En 1257, cuando las clarisas abandonaron San Damián,
se lo llevaron consigo al nuevo monasterio de Santa
Clara construido para ellas en Asís , donde lo
conservaron durante siglos en la sacristía. En 1958, 20
años después de ser restaurado por Rosario Aliano, fue
expuesto al público en la capilla de San Jorge. Después
del terremoto de septiembre de 1997 el icono ha sido
sometido a una nueva restauración, y allí sigue expuesto
a la devoción de todos, libre ya del vidrio y del marco
que antes lo contenía.
He aquí algunas claves para comprender el
significado de este icono bizantino del siglo XII:
El Cristo de San Damián está vivo y sin corona de
espinas, pues es el Cristo resucitado y glorioso que ha
vencido a la muerte.
El paño de lino orlado de oro recuerda las
vestiduras de los sacerdotes del Antiguo Testamento (Ex
28, 42).
Su postura expresa un gesto de acogida y parece
abrazar a todo el universo.
Sus ojos no miran al espectador, sino que se dirigen
al Padre, invitándonos también a nosotros a hacer lo
mismo mediante la conversión.
Los 33 personajes que lo rodean representan la
comunión de los santos de todos los tiempos.

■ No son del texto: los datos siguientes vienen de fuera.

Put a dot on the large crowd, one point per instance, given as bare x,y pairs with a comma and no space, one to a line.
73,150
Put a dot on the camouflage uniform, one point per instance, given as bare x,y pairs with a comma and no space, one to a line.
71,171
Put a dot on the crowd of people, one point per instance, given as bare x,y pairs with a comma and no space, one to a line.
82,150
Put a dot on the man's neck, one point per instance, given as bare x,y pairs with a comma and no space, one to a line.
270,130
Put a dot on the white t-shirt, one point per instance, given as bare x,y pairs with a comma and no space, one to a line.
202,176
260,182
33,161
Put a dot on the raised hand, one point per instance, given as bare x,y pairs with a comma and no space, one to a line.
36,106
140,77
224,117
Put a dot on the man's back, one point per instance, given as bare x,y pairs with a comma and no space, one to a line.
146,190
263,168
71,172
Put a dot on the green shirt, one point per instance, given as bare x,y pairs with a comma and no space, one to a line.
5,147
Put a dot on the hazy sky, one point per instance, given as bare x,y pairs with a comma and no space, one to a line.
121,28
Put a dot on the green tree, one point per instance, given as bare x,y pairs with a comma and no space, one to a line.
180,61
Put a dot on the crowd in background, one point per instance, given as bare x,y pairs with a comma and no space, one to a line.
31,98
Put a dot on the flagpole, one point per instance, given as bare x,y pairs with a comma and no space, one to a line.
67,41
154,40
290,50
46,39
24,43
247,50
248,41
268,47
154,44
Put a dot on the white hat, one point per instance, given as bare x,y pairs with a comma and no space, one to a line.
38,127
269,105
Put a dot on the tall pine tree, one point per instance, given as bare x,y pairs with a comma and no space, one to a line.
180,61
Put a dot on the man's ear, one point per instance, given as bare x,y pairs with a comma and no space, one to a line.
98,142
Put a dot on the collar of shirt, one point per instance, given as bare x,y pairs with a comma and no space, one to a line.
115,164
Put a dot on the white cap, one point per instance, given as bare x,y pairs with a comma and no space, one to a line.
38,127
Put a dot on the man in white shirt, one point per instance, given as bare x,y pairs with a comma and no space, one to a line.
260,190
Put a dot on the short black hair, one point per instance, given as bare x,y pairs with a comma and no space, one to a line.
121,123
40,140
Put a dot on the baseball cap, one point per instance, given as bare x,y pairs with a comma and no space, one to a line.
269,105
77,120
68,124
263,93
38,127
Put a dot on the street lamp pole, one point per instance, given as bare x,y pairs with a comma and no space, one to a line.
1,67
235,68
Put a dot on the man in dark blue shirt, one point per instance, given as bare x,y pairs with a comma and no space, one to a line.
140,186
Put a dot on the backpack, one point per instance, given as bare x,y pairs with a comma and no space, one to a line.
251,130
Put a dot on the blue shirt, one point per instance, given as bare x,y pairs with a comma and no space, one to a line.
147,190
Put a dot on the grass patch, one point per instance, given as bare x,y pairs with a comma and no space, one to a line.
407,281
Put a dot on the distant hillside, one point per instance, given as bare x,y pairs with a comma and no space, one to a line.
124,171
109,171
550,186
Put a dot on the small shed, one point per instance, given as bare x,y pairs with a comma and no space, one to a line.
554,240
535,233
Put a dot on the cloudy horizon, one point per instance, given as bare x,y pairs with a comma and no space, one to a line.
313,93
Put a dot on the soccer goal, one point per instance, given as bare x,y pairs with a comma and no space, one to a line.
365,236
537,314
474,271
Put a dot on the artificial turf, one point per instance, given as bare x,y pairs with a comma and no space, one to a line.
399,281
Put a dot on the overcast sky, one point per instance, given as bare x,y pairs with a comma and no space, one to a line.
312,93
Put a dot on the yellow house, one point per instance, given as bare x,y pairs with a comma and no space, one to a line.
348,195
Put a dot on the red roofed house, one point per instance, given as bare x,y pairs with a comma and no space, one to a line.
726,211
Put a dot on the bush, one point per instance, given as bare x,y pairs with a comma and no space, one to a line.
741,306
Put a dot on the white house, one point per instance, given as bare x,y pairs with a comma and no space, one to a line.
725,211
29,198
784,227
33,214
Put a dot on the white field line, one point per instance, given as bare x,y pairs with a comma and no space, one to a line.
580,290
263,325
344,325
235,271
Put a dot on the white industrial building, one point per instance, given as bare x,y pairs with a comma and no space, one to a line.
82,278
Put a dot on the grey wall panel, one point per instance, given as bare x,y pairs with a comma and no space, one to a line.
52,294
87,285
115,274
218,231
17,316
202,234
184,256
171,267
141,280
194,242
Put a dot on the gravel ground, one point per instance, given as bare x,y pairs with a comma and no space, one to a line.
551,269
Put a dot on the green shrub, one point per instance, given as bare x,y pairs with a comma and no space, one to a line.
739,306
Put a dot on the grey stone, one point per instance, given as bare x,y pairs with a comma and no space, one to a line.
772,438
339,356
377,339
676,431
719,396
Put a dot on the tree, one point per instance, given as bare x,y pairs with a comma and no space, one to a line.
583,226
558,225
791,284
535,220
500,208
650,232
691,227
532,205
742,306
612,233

Jesús, con los pies sobre fondo negro, parece que
asciende del abismo.
La sangre de Cristo chorrea sobre los personajes que
lo rodean, para indicar que han sido lavados y salvados
por su Pasión.
La sangre de los pies cae sobre seis personajes
apenas reconocibles, que podrían ser: San Juan Bautista,
San Miguel, San Pablo y San Pedro, San Damián y San
Rufino, patrón de Asís.
En cada extremo de los brazos transversales de la
cruz hay tres ángeles que muestran a Cristo: son los
mensajeros de la Buena Noticia.
Los personajes bajo los brazos de Jesús están todos
en la luz, son hijos de la luz.
Tienen todos la misma estatura, pues son "hombres
perfectos", que han alcanzado "plenamente la talla de
Cristo" (Ef 4, 13).
Si se mira bien, sus rostros son como el de Cristo,
pues en ellos ha sido restaurada la "imagen y semejanza
de Dios" original.
Juan y María están en el puesto de honor, a la
derecha de Cristo. El discípulo muestra y recoge la
sangre del costado de Cristo. María manifiesta dolor,
pero también serenidad y admiración por la resurrección
y por el nuevo hijo que su Hijo le acaba de encomendar.
El manto blanco de la Virgen simboliza pureza, y las
piedras preciosas que lo adornan son los dones del
Espíritu Santo. El vestido rojo oscuro representa el
amor. La túnica morada bajo el vestido recuerda que
María es la nueva Arca de la Alianza (la del Antiguo
Testamento estaba cubierta con un paño de ese color).
A la izquierda de Jesús están Maria Magdalena y
María de Santiago, que parecen preguntarse: ¿Quién nos
abrirá el sepulcro?. Junto a ellas, el Centurión
confiesa la humanidad y divinidad de Cristo:
"Verdaderamente, este hombre era el Hijo de Dios".
Detrás del Centurión asoma el rostro de quien
encargó el crucifijo y otras tres personas que evocan al
Pueblo de Dios.
Bajo los personajes mayores, hay dos pequeños, uno a
cada lado, que representan a los romanos y judíos que
crucificaron a Jesús: el romano es un soldado con la
lanza y la esponja.
A la izquierda de las piernas de Cristo se ve el
gallo de Pedro, que recuerda nuestra debilidad e invita
a la vigilancia. Pero también simboliza al sol naciente,
Cristo, cuya luz se difunde por toda la tierra.
Sobre la tablilla con la inscripción "Rex iudeorum",
en un círculo rojo, vemos a Cristo que sube al cielo,
vestido de blanco, con estola dorada y una cruz luminosa
en la mano, señal de victoria. El círculo expresa
perfección y representa la plenitud de la gloria, donde
lo reciben diez ángeles festivos.
La mano del Padre, en lo más alto del crucifijo, se
encuentra en un semicírculo. La otra mitad no se puede
ver, pues Dios Padre no tiene rostro, es un misterio.